GitLab should have provided you with a copy of the takedown notice, which should clearly identify the basis on which the notice was sent. If it alleges "that the complaining party has a good faith belief that use of the material in the manner complained of is not authorized by the copyright owner, its agent, or the law," then it is a section 512 notice and may be counter-noticed. If it alleges that the repo can circumvent technologies which "effectively control access to a copyrighted work" (or any similar language), then it is a section 1201 notice and may not be counter-noticed.

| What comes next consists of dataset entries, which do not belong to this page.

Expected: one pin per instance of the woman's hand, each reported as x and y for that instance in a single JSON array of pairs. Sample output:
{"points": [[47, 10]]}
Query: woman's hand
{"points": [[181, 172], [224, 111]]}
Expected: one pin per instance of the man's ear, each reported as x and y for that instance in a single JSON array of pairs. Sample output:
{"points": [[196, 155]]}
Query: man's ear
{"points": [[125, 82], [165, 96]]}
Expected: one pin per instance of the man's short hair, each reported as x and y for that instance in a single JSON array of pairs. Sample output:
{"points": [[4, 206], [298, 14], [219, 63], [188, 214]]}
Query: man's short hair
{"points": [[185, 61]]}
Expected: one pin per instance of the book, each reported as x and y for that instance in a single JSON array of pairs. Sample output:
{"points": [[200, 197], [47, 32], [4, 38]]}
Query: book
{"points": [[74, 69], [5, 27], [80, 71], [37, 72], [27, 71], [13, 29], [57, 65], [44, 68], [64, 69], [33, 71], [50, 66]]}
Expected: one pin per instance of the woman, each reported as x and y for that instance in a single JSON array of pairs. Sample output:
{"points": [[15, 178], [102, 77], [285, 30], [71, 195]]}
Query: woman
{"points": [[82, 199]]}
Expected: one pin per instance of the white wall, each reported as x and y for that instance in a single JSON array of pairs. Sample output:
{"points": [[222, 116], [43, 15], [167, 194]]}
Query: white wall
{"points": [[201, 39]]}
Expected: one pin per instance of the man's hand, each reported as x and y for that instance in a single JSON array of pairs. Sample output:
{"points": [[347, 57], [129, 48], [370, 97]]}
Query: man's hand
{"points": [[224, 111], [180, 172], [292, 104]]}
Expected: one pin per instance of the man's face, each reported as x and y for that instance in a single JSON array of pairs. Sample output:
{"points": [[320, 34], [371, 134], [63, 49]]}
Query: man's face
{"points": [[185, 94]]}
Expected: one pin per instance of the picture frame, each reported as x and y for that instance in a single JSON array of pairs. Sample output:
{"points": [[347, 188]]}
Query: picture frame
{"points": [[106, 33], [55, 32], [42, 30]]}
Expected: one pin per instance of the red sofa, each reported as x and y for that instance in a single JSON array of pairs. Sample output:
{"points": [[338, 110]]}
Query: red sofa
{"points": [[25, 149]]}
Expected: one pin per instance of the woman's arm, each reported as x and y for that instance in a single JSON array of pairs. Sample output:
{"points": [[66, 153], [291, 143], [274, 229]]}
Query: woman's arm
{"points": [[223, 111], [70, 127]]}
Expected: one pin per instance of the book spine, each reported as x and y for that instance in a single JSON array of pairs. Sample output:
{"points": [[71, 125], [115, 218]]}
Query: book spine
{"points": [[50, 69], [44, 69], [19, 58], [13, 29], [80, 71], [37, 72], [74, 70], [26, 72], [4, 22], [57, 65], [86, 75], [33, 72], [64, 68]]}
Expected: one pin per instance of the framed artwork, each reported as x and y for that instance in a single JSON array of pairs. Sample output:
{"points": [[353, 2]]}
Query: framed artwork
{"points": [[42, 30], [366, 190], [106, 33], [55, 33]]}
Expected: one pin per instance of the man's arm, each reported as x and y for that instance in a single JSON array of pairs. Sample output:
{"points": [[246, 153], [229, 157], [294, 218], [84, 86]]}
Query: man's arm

Finally, please be aware that a section 512 counter-notice requires you to provide personally identifiable information sufficient for the complainant to file a copyright lawsuit against you, and to consent to the jurisdiction of the United States over such a lawsuit. You should be prepared to defend such a lawsuit before you file any counter-notice. It may be wise to consult a copyright attorney who is licensed to practice in the United States before proceeding.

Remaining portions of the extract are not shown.